According to a major Indian news outlet, Nitin Gupta, the Chairperson of the Central Board of Direct Taxes (CBDT), announced that the government has generated over ₹700 crores in tax revenue during the current fiscal year after implementing a novel TDS system for online gaming and cryptocurrency trading.
During a conversation with the media, Gupta confirmed that in the first six months, a total of Rs 600 crore has been collected from online gaming companies. Furthermore, approximately ₹105 crore has been collected through TDS during the 2023-24 fiscal year, following the initiation of cryptocurrency taxation on April 1, 2022, according to Gupta’s report.
In India’s Union Budget for the year 2022, the government officially categorized digital assets, which encompass cryptocurrencies and non-fungible tokens (NFTs), as “Virtual Digital Assets.” Subsequently, any income generated from the transfer of these virtual digital assets, including cryptocurrencies and NFTs, became subject to a 30% tax rate.
In an exclusive interview with Moneycontrol, Sanjeev Sanyal, a member of the Economic Advisory Council to the Prime Minister (EAC-PM), expressed his support for recognizing cryptocurrency as an asset class in India. He explained:
“It should be clear that we do not think of cryptocurrency as a currency, but as an asset.
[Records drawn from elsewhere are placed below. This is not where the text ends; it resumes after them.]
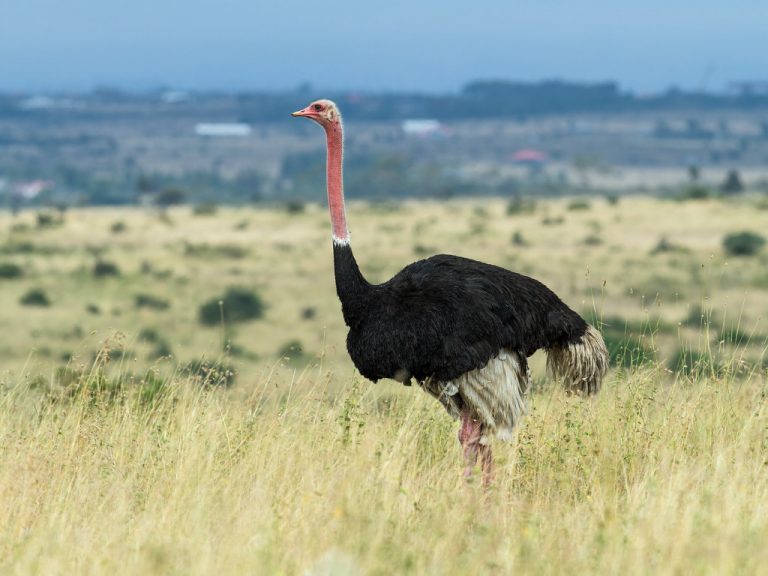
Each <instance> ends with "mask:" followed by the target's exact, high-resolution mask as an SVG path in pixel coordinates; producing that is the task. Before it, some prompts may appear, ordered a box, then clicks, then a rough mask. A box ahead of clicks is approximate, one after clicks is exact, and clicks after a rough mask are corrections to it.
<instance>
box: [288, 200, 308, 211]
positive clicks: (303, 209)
mask: <svg viewBox="0 0 768 576" xmlns="http://www.w3.org/2000/svg"><path fill="white" fill-rule="evenodd" d="M306 209H307V206H306V204H305V203H304V202H303V201H301V200H289V201H288V202H286V203H285V211H286V212H288V214H303V213H304V211H305V210H306Z"/></svg>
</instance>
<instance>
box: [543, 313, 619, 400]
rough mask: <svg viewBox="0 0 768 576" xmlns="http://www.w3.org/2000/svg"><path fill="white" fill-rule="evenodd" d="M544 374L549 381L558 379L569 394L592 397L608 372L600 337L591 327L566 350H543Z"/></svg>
mask: <svg viewBox="0 0 768 576" xmlns="http://www.w3.org/2000/svg"><path fill="white" fill-rule="evenodd" d="M547 370H548V371H549V373H550V374H551V375H552V377H553V378H562V379H563V384H564V385H565V387H566V388H567V389H568V390H570V391H572V392H584V393H585V394H595V393H597V392H598V391H599V390H600V386H601V384H602V382H603V377H604V376H605V373H606V372H607V371H608V349H607V348H606V347H605V342H604V341H603V336H602V335H601V334H600V332H599V331H598V330H597V329H595V328H594V327H593V326H587V330H586V331H585V332H584V335H583V336H582V337H581V338H580V339H579V340H578V341H577V342H574V343H572V344H568V345H567V346H553V347H552V348H547Z"/></svg>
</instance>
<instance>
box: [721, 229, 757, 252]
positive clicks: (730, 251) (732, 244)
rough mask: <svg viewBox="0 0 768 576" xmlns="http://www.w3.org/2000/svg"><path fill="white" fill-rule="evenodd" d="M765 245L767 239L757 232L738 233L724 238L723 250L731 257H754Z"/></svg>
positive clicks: (723, 240)
mask: <svg viewBox="0 0 768 576" xmlns="http://www.w3.org/2000/svg"><path fill="white" fill-rule="evenodd" d="M764 245H765V238H763V237H762V236H761V235H760V234H757V233H755V232H749V231H745V232H736V233H734V234H728V235H727V236H726V237H725V238H723V248H724V249H725V251H726V253H728V254H729V255H731V256H752V255H754V254H757V253H758V252H759V251H760V250H762V248H763V246H764Z"/></svg>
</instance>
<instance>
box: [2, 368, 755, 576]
mask: <svg viewBox="0 0 768 576" xmlns="http://www.w3.org/2000/svg"><path fill="white" fill-rule="evenodd" d="M333 378H335V376H334V375H332V374H327V373H324V372H321V371H317V372H310V373H305V374H303V375H301V376H300V377H298V378H297V379H296V381H295V382H294V383H293V386H292V387H291V388H289V389H279V390H278V389H276V388H275V386H274V384H273V383H270V382H269V381H264V382H262V383H261V384H260V385H259V386H257V387H256V388H254V389H253V390H252V391H251V392H250V393H249V394H242V395H240V397H238V398H232V397H231V395H229V394H227V393H226V392H224V391H221V390H205V389H200V388H197V387H193V386H190V385H185V384H184V383H183V382H177V383H176V384H175V385H173V386H172V387H171V389H170V390H169V391H168V392H167V394H166V395H164V396H162V397H160V398H157V399H156V400H155V402H154V403H149V404H147V403H142V402H140V400H139V399H138V397H137V396H136V395H133V394H130V393H128V394H127V395H126V396H125V397H124V398H123V399H122V400H121V401H114V400H110V401H107V400H106V397H105V396H100V395H99V394H98V393H95V394H88V393H86V389H85V388H83V389H82V390H81V392H80V393H78V394H76V395H75V397H74V398H73V399H70V400H59V401H56V402H53V401H51V400H47V401H46V400H42V399H40V398H38V399H37V400H33V399H34V398H36V397H35V393H34V391H29V390H24V389H22V388H19V387H17V388H16V389H13V390H9V391H6V392H5V393H4V394H3V396H2V402H1V403H0V404H1V405H0V495H1V498H2V502H3V506H2V508H1V509H0V526H2V531H1V532H0V534H1V535H2V536H1V537H0V551H1V553H0V558H2V561H1V562H0V571H2V572H3V573H16V574H33V573H46V574H56V573H58V574H75V573H77V574H95V573H120V574H153V573H157V574H160V573H179V574H244V573H250V574H297V573H309V574H392V573H413V574H465V573H468V572H474V573H530V574H547V573H551V574H556V573H580V574H583V573H613V574H617V573H622V574H623V573H627V574H680V573H695V574H698V573H701V574H750V573H752V574H758V573H760V571H761V570H762V569H764V567H765V566H766V565H767V564H766V563H768V548H766V546H765V542H766V541H768V400H767V398H768V388H767V387H766V383H765V380H764V379H762V378H760V377H757V376H756V377H753V378H751V379H750V380H749V381H748V382H742V381H734V380H729V379H725V380H711V379H702V380H699V381H696V382H685V381H682V380H680V381H677V382H675V383H673V384H668V385H663V384H659V383H658V382H659V381H660V376H659V374H658V373H657V372H655V371H654V370H651V369H648V370H639V371H633V372H630V373H623V374H621V376H619V377H615V378H612V379H610V381H609V382H608V384H607V386H606V387H605V390H604V392H603V393H602V395H601V396H599V397H598V398H596V399H595V400H593V401H583V400H581V399H578V398H571V397H567V396H565V395H564V394H563V393H562V392H561V391H560V390H559V389H558V388H556V387H548V388H545V389H541V390H539V391H538V392H536V393H535V394H533V396H532V399H531V411H530V414H529V416H528V418H527V419H526V421H525V424H524V425H523V427H522V429H521V430H520V432H519V434H518V438H517V440H516V442H515V443H514V444H513V445H511V446H498V447H497V454H498V457H499V460H500V465H499V469H498V474H497V480H496V483H495V486H494V487H493V489H491V490H490V491H489V492H484V491H483V489H482V488H481V487H480V486H478V485H465V484H463V482H462V481H461V480H460V477H459V470H460V467H461V462H460V455H459V450H458V443H457V442H456V436H455V427H454V426H453V425H452V423H451V422H450V420H449V419H448V417H447V416H446V415H445V414H444V413H442V412H441V411H440V410H438V408H437V406H436V405H435V403H434V402H433V401H432V400H431V399H430V398H428V397H427V396H426V395H424V394H416V393H413V392H412V391H409V390H406V391H399V390H398V391H396V392H394V393H392V392H383V393H382V392H378V391H377V390H376V389H375V388H373V387H370V386H368V385H367V384H365V383H361V382H358V381H357V380H354V379H347V380H346V382H343V383H342V387H343V390H342V392H341V394H340V395H338V396H336V395H335V394H331V393H330V392H329V390H328V386H327V384H328V381H329V379H333Z"/></svg>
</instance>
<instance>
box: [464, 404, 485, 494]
mask: <svg viewBox="0 0 768 576" xmlns="http://www.w3.org/2000/svg"><path fill="white" fill-rule="evenodd" d="M482 433H483V424H482V423H481V422H480V421H479V420H477V419H476V418H474V417H473V416H472V414H471V413H470V412H469V410H468V409H467V408H464V410H462V412H461V428H460V429H459V442H461V446H462V447H463V448H464V479H465V480H470V479H471V478H472V469H473V468H474V467H475V464H477V459H478V456H479V457H480V467H481V469H482V471H483V486H486V487H487V486H489V485H490V484H491V482H492V481H493V453H492V452H491V447H490V446H489V445H486V444H481V443H480V438H481V437H482Z"/></svg>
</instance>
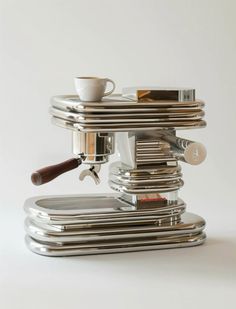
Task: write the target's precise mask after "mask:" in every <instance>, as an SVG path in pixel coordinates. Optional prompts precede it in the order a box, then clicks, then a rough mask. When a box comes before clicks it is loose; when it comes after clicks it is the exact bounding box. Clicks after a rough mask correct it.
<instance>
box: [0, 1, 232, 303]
mask: <svg viewBox="0 0 236 309" xmlns="http://www.w3.org/2000/svg"><path fill="white" fill-rule="evenodd" d="M235 10H236V5H235V1H215V0H214V1H213V0H211V1H209V0H208V1H207V0H204V1H203V0H198V1H193V0H189V1H187V0H186V1H183V0H178V1H168V0H167V1H158V0H155V1H148V0H146V1H129V0H127V1H124V0H123V1H122V0H120V1H108V0H107V1H103V0H100V1H95V0H94V1H80V0H73V1H72V0H67V1H62V0H61V1H59V0H58V1H56V0H51V1H46V0H42V1H34V0H28V1H26V0H21V1H17V0H15V1H12V0H0V40H1V41H0V68H1V70H0V72H1V74H0V85H1V101H0V102H1V103H0V104H1V113H0V119H1V121H0V171H1V178H0V182H1V183H0V190H1V196H0V198H1V201H0V211H1V212H0V216H1V224H0V233H1V234H0V235H1V236H0V237H1V238H0V244H1V246H0V308H4V309H5V308H7V309H8V308H10V309H15V308H24V309H29V308H171V307H175V308H200V307H201V308H207V307H209V308H222V307H224V308H226V307H228V308H234V306H235V289H236V226H235V215H236V211H235V199H234V196H235V162H234V160H235V153H236V149H235V148H236V147H235V143H234V139H235V136H234V135H235V132H236V125H235V123H236V121H235V116H236V108H235V106H236V100H235V99H236V95H235V93H236V91H235V90H236V89H235V88H236V87H235V84H236V78H235V72H236V60H235V59H236V57H235V54H236V19H235ZM92 75H94V76H102V77H109V78H112V79H113V80H115V82H116V84H117V90H118V91H119V90H120V89H121V88H122V87H123V86H136V85H157V86H186V87H194V88H196V90H197V97H198V98H200V99H203V100H205V101H206V102H207V106H206V119H207V121H208V127H207V128H206V129H202V130H197V131H194V132H193V131H185V132H179V135H180V136H185V137H187V138H189V139H193V140H197V141H199V142H202V143H203V144H205V145H206V147H207V149H208V158H207V160H206V161H205V163H203V164H202V165H200V166H196V167H194V166H187V165H184V164H183V172H184V180H185V183H186V185H185V187H184V188H183V189H182V190H181V197H182V198H183V199H184V200H185V201H186V202H187V204H188V210H190V211H193V212H196V213H197V214H200V215H202V216H204V218H206V220H207V223H208V227H207V233H208V241H207V243H206V244H205V245H204V246H201V247H198V248H193V249H181V250H179V249H178V250H169V251H153V252H142V253H132V254H131V253H129V254H123V255H122V254H119V255H101V256H88V257H73V258H56V259H55V258H45V257H40V256H37V255H34V254H32V253H30V252H29V251H27V250H26V248H25V246H24V242H23V236H24V231H23V219H24V213H23V210H22V204H23V202H24V200H25V198H27V197H29V196H32V195H42V194H43V195H45V194H68V193H73V194H75V193H77V192H78V193H81V192H82V193H84V192H88V193H89V192H90V193H91V192H105V191H110V190H109V188H108V186H107V184H106V181H107V166H105V167H104V168H103V170H102V173H101V174H102V179H103V182H102V184H101V185H100V186H97V187H95V185H93V184H92V182H90V181H89V180H86V181H85V182H84V183H81V182H79V181H78V171H72V172H70V173H68V174H66V175H64V176H62V177H60V178H58V179H57V180H55V181H54V182H52V183H50V184H47V185H45V186H42V187H40V188H39V187H33V185H31V183H30V181H29V175H30V173H31V172H32V171H33V170H34V169H37V168H39V167H41V166H45V165H48V164H53V163H56V162H60V161H63V160H65V159H67V158H70V157H71V143H70V142H71V139H70V134H69V132H67V131H65V130H63V129H60V128H56V127H53V126H52V125H51V124H50V120H49V115H48V106H49V98H50V97H51V96H52V95H56V94H66V93H68V94H72V93H75V91H74V85H73V78H74V77H75V76H92ZM114 159H115V158H113V160H114Z"/></svg>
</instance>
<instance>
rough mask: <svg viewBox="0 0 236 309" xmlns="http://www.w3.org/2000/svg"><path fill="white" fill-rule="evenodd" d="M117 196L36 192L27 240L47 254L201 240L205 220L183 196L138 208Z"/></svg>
mask: <svg viewBox="0 0 236 309" xmlns="http://www.w3.org/2000/svg"><path fill="white" fill-rule="evenodd" d="M119 198H120V197H119V195H116V194H107V195H93V196H92V197H91V196H88V195H80V196H51V197H35V198H31V199H29V200H27V201H26V203H25V211H26V213H27V218H26V221H25V230H26V233H27V236H26V244H27V246H28V247H29V249H30V250H32V251H33V252H35V253H38V254H41V255H46V256H70V255H87V254H100V253H115V252H130V251H144V250H154V249H167V248H178V247H189V246H196V245H200V244H202V243H203V242H204V240H205V234H204V232H203V229H204V227H205V221H204V219H202V218H201V217H199V216H197V215H194V214H191V213H186V212H184V211H185V204H184V202H183V201H182V200H180V199H179V200H178V201H177V202H176V203H174V204H171V205H166V206H163V207H156V208H155V207H152V208H147V209H146V208H145V209H136V207H134V206H132V205H129V204H127V203H125V202H123V201H122V200H120V199H119Z"/></svg>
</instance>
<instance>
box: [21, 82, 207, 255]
mask: <svg viewBox="0 0 236 309" xmlns="http://www.w3.org/2000/svg"><path fill="white" fill-rule="evenodd" d="M123 94H124V96H122V95H119V94H117V95H112V96H110V97H108V98H104V99H103V100H102V101H101V102H82V101H80V100H79V97H78V96H75V95H64V96H55V97H53V98H52V100H51V108H50V114H51V115H52V122H53V123H54V124H56V125H57V126H60V127H62V128H66V129H70V130H72V140H73V153H74V154H75V156H76V158H80V160H81V162H82V163H83V165H84V164H85V165H86V167H85V169H83V170H82V171H81V172H80V176H79V179H80V180H84V178H85V177H89V178H91V179H92V181H93V182H94V183H95V184H99V183H100V178H99V171H100V168H101V164H105V163H107V162H108V160H109V158H110V156H111V155H112V154H114V153H115V141H116V143H117V150H118V153H119V160H120V161H119V162H113V163H112V164H111V165H110V168H109V175H108V183H109V185H110V187H111V188H112V189H113V190H114V191H117V192H118V193H116V194H115V193H114V194H92V195H75V196H73V195H68V196H39V197H33V198H30V199H28V200H27V201H26V202H25V206H24V209H25V212H26V214H27V218H26V220H25V230H26V233H27V236H26V244H27V246H28V248H29V249H30V250H32V251H33V252H35V253H38V254H41V255H46V256H70V255H87V254H100V253H119V252H131V251H143V250H154V249H167V248H180V247H190V246H196V245H200V244H202V243H203V242H204V241H205V238H206V236H205V233H204V232H203V230H204V228H205V221H204V219H202V218H201V217H199V216H197V215H194V214H191V213H187V212H185V209H186V205H185V203H184V202H183V201H182V200H181V199H180V198H179V197H178V191H179V189H180V188H181V187H182V186H183V180H182V172H181V167H180V166H179V161H183V162H185V163H188V164H192V165H196V164H199V163H201V162H202V161H203V160H204V159H205V157H206V150H205V148H204V146H203V145H202V144H200V143H197V142H194V141H190V140H186V139H183V138H180V137H177V136H176V130H180V129H196V128H203V127H205V126H206V122H205V121H204V120H203V117H204V116H205V113H204V111H203V108H204V106H205V103H204V102H203V101H201V100H197V99H195V90H194V89H186V88H183V89H180V88H176V89H171V88H166V89H160V88H142V89H141V88H127V89H126V90H125V92H124V93H123Z"/></svg>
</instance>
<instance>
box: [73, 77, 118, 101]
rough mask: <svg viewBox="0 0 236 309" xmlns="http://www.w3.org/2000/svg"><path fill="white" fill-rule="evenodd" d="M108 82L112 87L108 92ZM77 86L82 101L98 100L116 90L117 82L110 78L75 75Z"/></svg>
mask: <svg viewBox="0 0 236 309" xmlns="http://www.w3.org/2000/svg"><path fill="white" fill-rule="evenodd" d="M108 82H110V83H111V84H112V89H111V90H110V91H107V92H106V87H107V83H108ZM75 88H76V92H77V93H78V95H79V98H80V100H81V101H85V102H97V101H101V99H102V98H103V97H105V96H107V95H110V94H111V93H112V92H113V91H114V90H115V83H114V82H113V80H111V79H109V78H99V77H75Z"/></svg>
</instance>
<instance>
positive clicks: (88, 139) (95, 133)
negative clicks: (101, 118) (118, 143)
mask: <svg viewBox="0 0 236 309" xmlns="http://www.w3.org/2000/svg"><path fill="white" fill-rule="evenodd" d="M114 139H115V137H114V134H110V133H105V134H101V133H83V132H75V131H74V132H72V141H73V153H74V154H75V155H82V156H83V162H84V163H85V164H96V163H97V164H102V163H106V162H107V161H108V158H109V155H111V154H113V153H114V147H115V146H114Z"/></svg>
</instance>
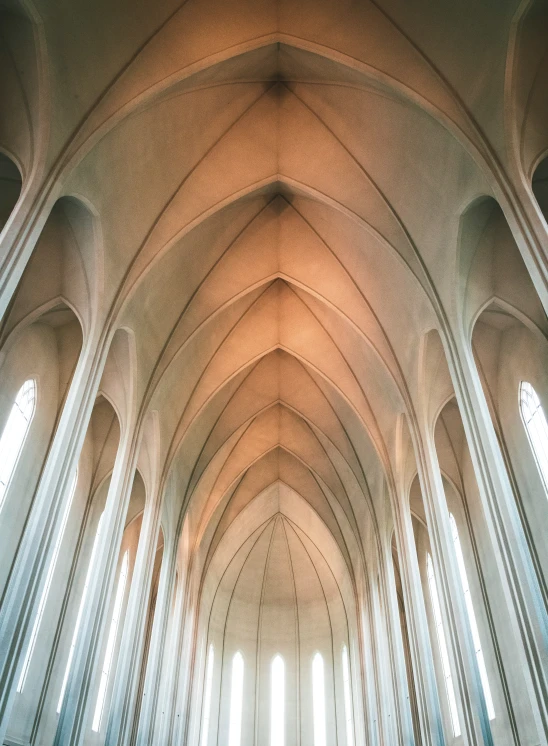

In which case it should be taxed like any other asset, which is what we have done and I am in favour of it.”
Sanjeev Sanyal, member of the Economic Advisory Council to the Prime Minister
He further explained that India is actively promoting the adoption of the Structured Financial Messaging System (SFMS) in the wake of the significant success of the unified payments interface (UPI). In a G20 declaration, India has voiced its support for the development of an international framework for regulating crypto assets. Sanyal emphasized that such regulation must be coordinated on an international scale, as unilateral efforts by individual countries would not be effective.
Despite India’s recent introduction of various tax regulations in the cryptocurrency sector, it continues to maintain its position as the second-largest cryptocurrency market globally, as reported by the New York-based blockchain analysis firm Chainalysis.
Chainalysis said that India has become the world's second-largest cryptocurrency market based on ra estimated transaction volume, receiving an estimated $268.9 billion in crypto assets from July 2022 to July 2023. India taxes cryptocurrency at a much higher rate than most other… pic.twitter.com/egn7GIt4xS
— Wu Blockchain (@WuBlockchain) September 20, 2023
The report emphasized that the Central and Southern Asia and Oceania (CSAO) region is home to one of the most vibrant and dynamic cryptocurrency markets in the world.